Sie sind schließlich für eine Stadt wie Berlin Identitätsstiftend und auch zieht dieser Ruf Berlins Touristen und Kunstfreunde an. Das wird gar nicht genug gewürdigt. Künstler bekommen noch lange nicht genug Geld für Ausstellungsbeteiligungen, Stadtteilaufwertungen durch Ansiedlung in “prekären, bildungsfernen” (!) Stadtteilen. So gesehen sind wir unterbezahlt, machen wir doch aus fast nichts, Kunst.
Der oben gezeigte Wagen steht ja schon sehr lange da, leider fand ich die ausgestellte Kunst dort immer sehr langweilig. Würde dort was interessanteres hängen, wäre Sie mit Sicherheit auch schon geklaut worden.
Was nicht alles förderungswürdig ist in dieser Stadt. Wenn am Wochenende tatsächlich beim Bürgerentscheid die Media-Spree-Gegner durchkommen, hat der Bezirk so viele Schulden, dass das Geld vorn und hinten nicht mehr reicht. An eine Kunstförderung ist da gar nicht mehr zu denken.
Ein Bürgerentscheid – von Leuten die keine Ahnung haben, das Lumpenproletariat wählt -, es soll darüber beschließen, ob die Wirtschaft dieser Stasdt auf ein immerwährendes HarzIV Niveau gehalten werden kann, damit wir alle schön gegen die den entsetzlichen Kapitalismus meckern können. Das ist keine Demokratie. Volksentscheide und Volksabstimmungen gehören in den Index der verbotenen Dinge.
@Notreal:
Aber nicht doch. Wie trudi666 schon sagte, machen Künstler und Leute aus Subkulturen Berlin attraktiv. Glauben Sie, Touris kommen wegen des Potsdamer Platzes nach Berlin? Neben den vielen Museen und Ausstellungen sind vor allem Szenekieze angesagt, Strandbars etc.

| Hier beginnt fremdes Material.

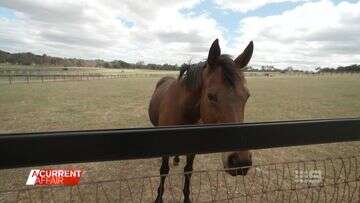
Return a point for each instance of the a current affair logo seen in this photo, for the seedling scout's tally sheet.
(54, 177)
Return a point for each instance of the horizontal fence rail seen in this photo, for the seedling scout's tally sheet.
(45, 148)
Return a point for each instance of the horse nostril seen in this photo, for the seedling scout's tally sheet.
(212, 97)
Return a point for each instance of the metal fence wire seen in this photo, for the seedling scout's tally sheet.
(325, 180)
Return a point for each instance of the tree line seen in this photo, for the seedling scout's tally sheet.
(45, 60)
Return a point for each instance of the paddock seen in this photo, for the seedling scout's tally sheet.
(122, 103)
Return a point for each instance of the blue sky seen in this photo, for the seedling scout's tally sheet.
(299, 33)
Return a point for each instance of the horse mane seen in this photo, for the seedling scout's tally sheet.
(191, 74)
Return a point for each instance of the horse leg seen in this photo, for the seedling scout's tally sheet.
(188, 172)
(164, 170)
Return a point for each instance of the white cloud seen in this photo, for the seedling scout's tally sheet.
(158, 31)
(310, 35)
(248, 5)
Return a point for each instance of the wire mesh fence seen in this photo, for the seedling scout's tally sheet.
(325, 180)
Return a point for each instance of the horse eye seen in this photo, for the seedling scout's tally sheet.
(212, 97)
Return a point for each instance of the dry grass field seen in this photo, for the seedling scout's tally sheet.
(122, 103)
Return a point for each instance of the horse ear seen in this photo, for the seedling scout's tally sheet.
(214, 52)
(243, 59)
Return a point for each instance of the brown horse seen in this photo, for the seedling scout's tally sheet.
(211, 92)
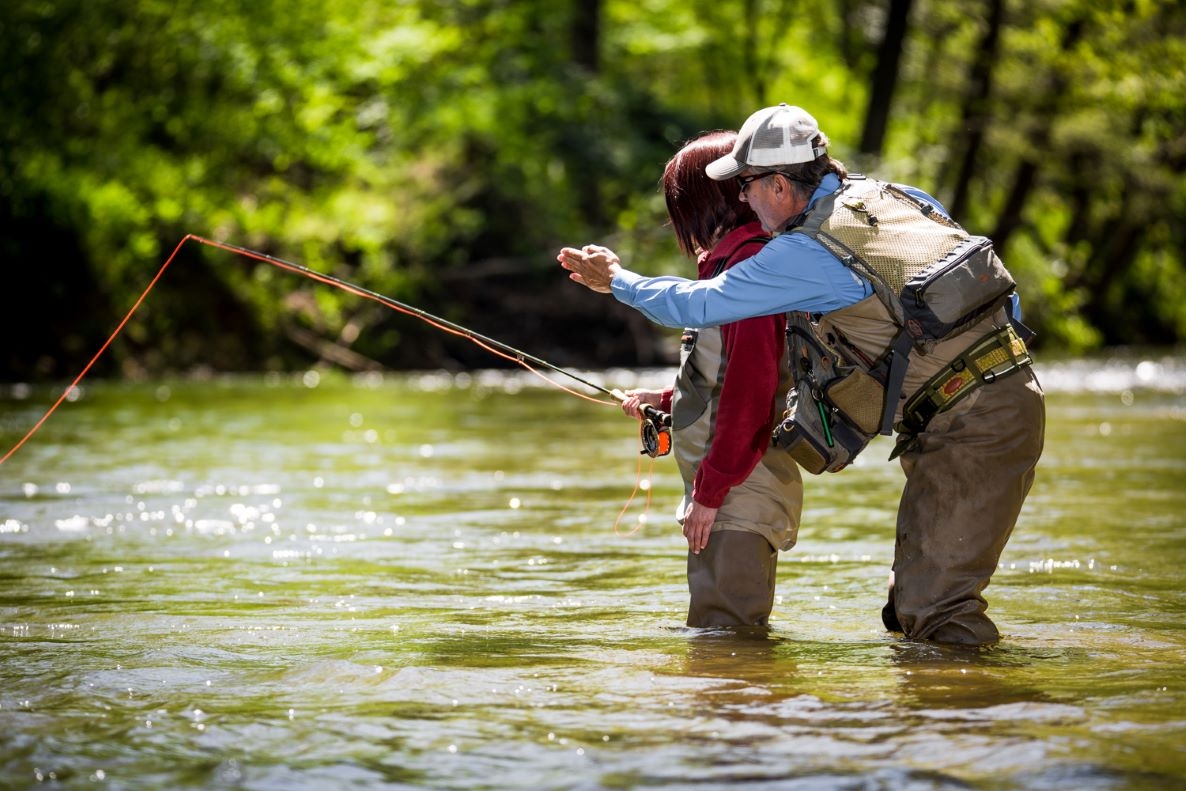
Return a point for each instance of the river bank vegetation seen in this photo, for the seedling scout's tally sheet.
(441, 152)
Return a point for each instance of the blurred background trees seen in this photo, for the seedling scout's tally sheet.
(441, 151)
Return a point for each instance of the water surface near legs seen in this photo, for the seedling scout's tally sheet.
(389, 584)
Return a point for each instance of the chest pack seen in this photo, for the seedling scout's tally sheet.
(933, 278)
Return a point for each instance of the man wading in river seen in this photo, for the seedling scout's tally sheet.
(971, 413)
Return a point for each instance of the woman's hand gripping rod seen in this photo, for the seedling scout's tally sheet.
(655, 427)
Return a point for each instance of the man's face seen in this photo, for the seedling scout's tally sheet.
(769, 193)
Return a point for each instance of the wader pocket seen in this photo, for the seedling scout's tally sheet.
(833, 410)
(859, 397)
(816, 434)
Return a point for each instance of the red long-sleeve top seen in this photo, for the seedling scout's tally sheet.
(753, 350)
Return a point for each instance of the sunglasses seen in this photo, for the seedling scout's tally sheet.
(746, 180)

Gegen Touris hab ich nichts, bin selber oft Tourist. Aber Leute, die dauerhaft Freiräume zubetonieren sind mir suspekt.
@Katharina S.
Gnädige Frau,
augenscheinlich bin ich mißverstanden worden. Wen interessieren denn die Touristen? es wäre zu banal, was hat der Potsdamer Platz damit zu tun, das wissen Sie alleine. Gnädige Frau , ES GEHT UM DIE INVESTOREN, um sie hierher zu locken. Wir Berliner sind noch von der verdrißlichen Ökogünanarkoalternative ( nichtsbringenden) Mentalität umwoben und befallen – wie bei einer Krankheit. Sie nennen die Touristen, ah bah! .O der wollen Sie wirklcih eine immerwährende HarzIV, taugenichts Metropole.Ich ziehe mich aus diese Denkweise heraus.
Hin und wieder finde ich die Außenperspektive zur Beurteilung der Vorgänge in Berlin recht hilfreich: Die NY Times hat der Brunnenstraße im letzten Jahr ein kleines Portrait gewidmet, und legt sie ihren Lesern als rohen aber charmanten neuen Kunst-Kiez ans Herz. Nicht ohne zu bemerken, die Gegend sei bis vor kurzem noch immun gegen Gentrifizierung gewesen.
Wow- Die NY Times und die Brunnenstrasse! Na da haben sich ja zwei gefunden.
Ist ja oft schon schwer eine Tageszeitung mit sinnvollen Artikeln und Themen voll zu bekommen. Sieht man ja auch am Tagesspiegel.
Es gibt doch den Spruch: Gleich und Gleich gesellt sich gern- der passt ja ggf. dazu.